Trained models are not accessible #2

Open miltondp opened 3 years ago

miltondp commented 3 years ago

Thank you for this code and the publication, which I found very interesting. I would like to use the trained GAN models, but I cannot find them in this repo. Would you please indicate where the files are or push them here? Seems like they should be in checkpoints/models/, but the folder does not exist. The input data is also missing. Thanks again!

rvinas commented 3 years ago

Hi Milton, thanks for the feedback. I've just uploaded a checkpoint of the model here. I somehow lost the weights of the model that we used in the paper - I had to retrain it from scratch. Unfortunately, I do not have permission to upload the data here, but it is publicly available at this repo. I hope this helps, best wishes!
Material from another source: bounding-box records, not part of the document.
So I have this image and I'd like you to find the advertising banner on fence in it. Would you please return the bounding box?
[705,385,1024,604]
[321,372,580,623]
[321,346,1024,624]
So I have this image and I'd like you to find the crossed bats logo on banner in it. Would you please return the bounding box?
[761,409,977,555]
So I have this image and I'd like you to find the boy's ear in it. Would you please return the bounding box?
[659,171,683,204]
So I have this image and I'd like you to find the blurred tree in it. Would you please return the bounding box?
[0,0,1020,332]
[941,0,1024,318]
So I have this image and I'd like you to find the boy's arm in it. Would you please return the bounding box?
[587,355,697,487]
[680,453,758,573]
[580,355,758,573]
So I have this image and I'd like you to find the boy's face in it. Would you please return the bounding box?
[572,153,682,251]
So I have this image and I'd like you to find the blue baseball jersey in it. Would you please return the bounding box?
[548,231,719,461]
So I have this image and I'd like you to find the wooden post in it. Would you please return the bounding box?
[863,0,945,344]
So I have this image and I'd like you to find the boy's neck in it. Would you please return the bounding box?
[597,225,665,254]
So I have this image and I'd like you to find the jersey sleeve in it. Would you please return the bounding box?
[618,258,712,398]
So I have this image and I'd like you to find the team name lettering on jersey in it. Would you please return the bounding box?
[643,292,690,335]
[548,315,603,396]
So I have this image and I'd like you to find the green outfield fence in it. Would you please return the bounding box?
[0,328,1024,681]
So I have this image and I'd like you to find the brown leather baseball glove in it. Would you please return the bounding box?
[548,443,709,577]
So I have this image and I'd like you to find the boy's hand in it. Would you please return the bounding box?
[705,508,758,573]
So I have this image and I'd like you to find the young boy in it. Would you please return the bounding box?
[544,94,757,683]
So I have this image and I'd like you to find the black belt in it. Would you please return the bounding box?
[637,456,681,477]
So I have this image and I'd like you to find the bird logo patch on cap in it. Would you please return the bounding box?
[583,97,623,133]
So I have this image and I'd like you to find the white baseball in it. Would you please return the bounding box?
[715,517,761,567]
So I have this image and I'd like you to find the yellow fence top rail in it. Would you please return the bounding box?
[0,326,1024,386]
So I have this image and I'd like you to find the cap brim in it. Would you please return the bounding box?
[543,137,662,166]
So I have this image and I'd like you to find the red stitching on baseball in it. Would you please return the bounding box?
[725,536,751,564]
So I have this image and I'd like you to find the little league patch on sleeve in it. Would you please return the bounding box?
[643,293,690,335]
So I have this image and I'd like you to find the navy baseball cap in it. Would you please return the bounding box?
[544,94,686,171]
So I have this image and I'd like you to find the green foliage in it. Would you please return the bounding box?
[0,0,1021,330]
miltondp commented 3 years ago

Hi @rvinas, thank you for your help, and sorry for the delay.

I want to use your model exactly as you trained it to simulate the same data you generated for the paper. However, I didn't find the instructions to do that (I'm not an expert in the models you used, but I'm interested in the data you can simulate). Would it be possible to provide that?

miltondp commented 3 years ago

Something I want to do is to recreate your Table 1 in the paper but using a different correlation coefficient (not Pearson). So if I can get the real data (you already told me how to get that) and the simulated data with all three methods (or at least your method) I would be able to do it.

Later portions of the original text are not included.